Living with SPD

by Ro Williams
(Aberystwyth, Ceredigion, United Kingdom)

Hi Everyone... My name is Ro - I'm a twenty one year old University student and I have lived with SPD all my life, although I didn't even know it was SPD until I came across the term a couple of years ago.




I have major sensory processing issues with clothes - I always have and probably always will. It started when I was about five/six. I had on a pair of trousers that had a tie belt. I tied the belt too tight to the point where it was digging into my skin and I couldn't get the trousers off to go to the loo (luckily I didn't wee myself - we had to cut them off!)

From then, I couldn't wear anything on my waist, not skirts, jeans, joggers, underwear or anything. It isn't the material that bothers me - it's the feeling of something round my waist or my hips. Mum and I didn't know it was a serious issue, we thought it was a phase I'd grow out of. Mum would put me in trousers all the time to try and get me used to them but I never did.
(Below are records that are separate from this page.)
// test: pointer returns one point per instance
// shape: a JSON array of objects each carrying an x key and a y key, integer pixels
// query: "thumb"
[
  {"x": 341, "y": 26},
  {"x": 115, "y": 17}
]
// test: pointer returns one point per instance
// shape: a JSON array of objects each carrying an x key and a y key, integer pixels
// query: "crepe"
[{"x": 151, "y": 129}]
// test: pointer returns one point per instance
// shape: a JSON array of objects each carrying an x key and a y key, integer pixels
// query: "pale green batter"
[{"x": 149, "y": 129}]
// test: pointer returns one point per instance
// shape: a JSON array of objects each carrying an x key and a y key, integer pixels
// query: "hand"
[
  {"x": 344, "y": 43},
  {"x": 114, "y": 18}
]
Days would be ruined because I'd be so uncomfortable to the point I was doubled over because I'd been sat in such a tense position for so long. The only way I can describe it is pain - some sort of phantom psychological and physical pain. Looking back with the research I've done, I'd probably call it a meltdown.

As I grew up, I started to develop more issues. After wearing bras for ages, I couldn't wear them. After being able to wear my school uniform, I suddenly couldn't. After being able to tolerate certain tops/shirts, they wouldn't be comfortable anymore. I came up with various different solutions (some appropriate and some not so appropriate.)

I managed to find online some jumpsuits with no seam across the waist (because I can't tolerate that either) which were amazing (until I couldn't


deal with how tight they were on my stomach) but I then bought them in bigger sizes and altered them which has worked for years and I hope it always will. I also used to wear about three swimming costumes under my uniform to stop myself being able to feel my underwear and tights. I had to wear a dress instead of a skirt and then cover the dress with a shirt so it looked like a skirt (if that makes sense!)

Soon it was summer and it got too hot for me to do that so I panicked and decided to wear seamless playsuits under my dress instead. They weren't underwear but at least they covered me up. I still do this. I'm sure nobody here will judge me for being unable to wear proper underwear because we're all dealing with our own situations of SPD.

I know that there are so many people out there who have it worse than me, or who have other horrific circumstances to deal with, but I can only speak of my experience. My situation is difficult to cope with. Everyday I'm nervous that I'll wake up and something that was comfortable the day before is now rejected by my body, or I won't be able to go on holiday because there's nothing in my wardrobe that's comfortable so I'd have nothing to wear and I'd be obligated to go out and do things rather than stay at home in bed and hibernate.

It's not all doom and gloom though. I have faith in myself and everyone else who is affected by SPD that we will be able to not only cope but to enjoy life. Find other things that make you or your children happy and cling onto those with all your strength.

I can't thank this site and everyone and everything on it enough for making me realise that it isn't only me who suffers with this thing (as I've thought my entire life.) Keep going everyone!